Is it explained by BMI?

BMI is weight/height^2, so as high BMI -> more children, you’d expect either: * higher weight to associate with more children (no evidence), or * higher height to associate with less children (evidence above) Which is most important, BMI or height?

d <- mv_extract_exposures(c("ukb-b-19953", "ukb-b-10787"))
## Please look at vignettes for options on running this locally if you need to run many instances of this command.
## Clumping 1, 1226 variants, using EUR population reference
## Removing 486 of 1226 variants due to LD with other variants or absence from LD reference panel
## Extracting data for 740 SNP(s) from 2 GWAS(s)
## Warning in .fun(piece, ...): Duplicated SNPs present in exposure data for phenotype 'Body mass index (BMI) || id:ukb-b-19953. Just keeping the first instance:
## rs11252860
## rs34773647
## Harmonising Body mass index (BMI) || id:ukb-b-19953 (ukb-b-19953) and Standing height || id:ukb-b-10787 (ukb-b-10787)

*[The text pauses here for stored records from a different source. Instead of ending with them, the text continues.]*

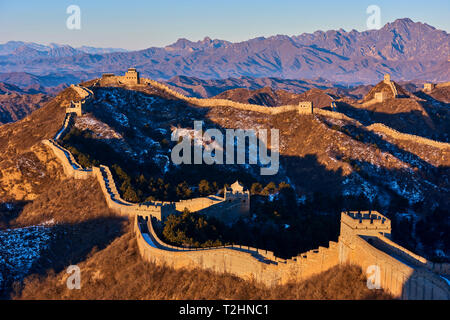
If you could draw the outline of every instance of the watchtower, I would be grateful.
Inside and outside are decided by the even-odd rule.
[[[341,213],[340,236],[349,239],[355,235],[391,235],[391,220],[377,211],[348,211]]]
[[[298,113],[300,114],[313,114],[312,101],[300,101],[298,103]]]
[[[423,91],[430,92],[430,91],[433,91],[434,88],[436,88],[435,83],[424,83],[423,84]]]
[[[128,68],[128,71],[125,73],[123,80],[125,83],[128,84],[139,84],[140,83],[139,72],[136,70],[136,68]]]
[[[225,190],[225,202],[238,202],[239,213],[247,215],[250,212],[250,191],[244,190],[244,186],[236,181]]]

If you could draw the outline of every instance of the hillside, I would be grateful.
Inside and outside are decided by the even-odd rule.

## Removing the following SNPs for incompatible alleles:
## rs11252860, rs34773647
## Removing the following SNPs for being palindromic with intermediate allele frequencies:
## rs11664336, rs12507026, rs12572775, rs13102005, rs1467847, rs2396625, rs3771382, rs3790086, rs3812163, rs418280, rs4302014, rs5759006, rs6464921, rs7652177, rs832806, rs9352895, rs9976812
o <- extract_outcome_data(d$SNP, "ukb-b-1209")
## Extracting data for 738 SNP(s) from 1 GWAS(s)

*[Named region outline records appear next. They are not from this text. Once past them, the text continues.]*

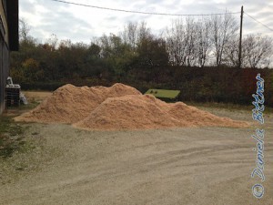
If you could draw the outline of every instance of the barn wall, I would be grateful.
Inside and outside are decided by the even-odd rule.
[[[9,47],[6,1],[0,1],[0,114],[5,109],[5,87],[9,75]]]

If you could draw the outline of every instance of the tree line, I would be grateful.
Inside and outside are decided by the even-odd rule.
[[[141,91],[151,87],[177,89],[186,87],[197,94],[197,87],[203,87],[199,95],[202,98],[207,93],[207,85],[215,93],[207,99],[217,101],[223,98],[219,97],[220,90],[228,91],[227,85],[233,85],[230,72],[247,75],[242,79],[251,80],[248,77],[250,71],[246,72],[249,70],[246,68],[268,68],[272,56],[271,37],[259,34],[245,36],[241,59],[245,69],[238,68],[239,26],[228,12],[199,19],[177,19],[157,35],[152,33],[146,22],[128,22],[118,34],[103,35],[90,44],[59,40],[56,35],[45,43],[38,43],[24,20],[20,20],[19,33],[20,50],[11,54],[11,75],[25,88],[55,89],[67,82],[108,86],[119,81]],[[212,77],[212,70],[218,78]],[[271,76],[270,69],[267,72]],[[213,87],[216,82],[219,83],[218,87]],[[238,87],[238,83],[235,84]],[[240,90],[238,95],[246,95],[247,92],[238,88]],[[191,94],[185,97],[199,100]],[[243,101],[247,99],[249,97],[244,96]],[[234,102],[232,95],[224,101]]]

d <- mv_harmonise_data(d, o)
## Harmonising Body mass index (BMI) || id:ukb-b-19953 (ukb-b-19953) and Number of live births || id:ukb-b-1209 (ukb-b-1209)
## Removing the following SNPs for being palindromic with intermediate allele frequencies:
## rs11664336, rs12507026, rs12572775, rs13102005, rs1467847, rs2396625, rs3771382, rs3790086, rs3812163, rs418280, rs4302014, rs5759006, rs6464921, rs7652177, rs832806, rs9352895, rs9976812
mv_multiple(d)
## $result
##   id.exposure                                exposure id.outcome
## 1 ukb-b-10787       Standing height || id:ukb-b-10787 ukb-b-1209
## 2 ukb-b-19953 Body mass index (BMI) || id:ukb-b-19953 ukb-b-1209
##                                  outcome nsnp            b         se
## 1 Number of live births || id:ukb-b-1209  650 -0.040102960 0.01065365
## 2 Number of live births || id:ukb-b-1209  103  0.009416381 0.01948035
##           pval
## 1 0.0001670531
## 2 0.6288270939

Affect of BMI attenuates when height is added to the model.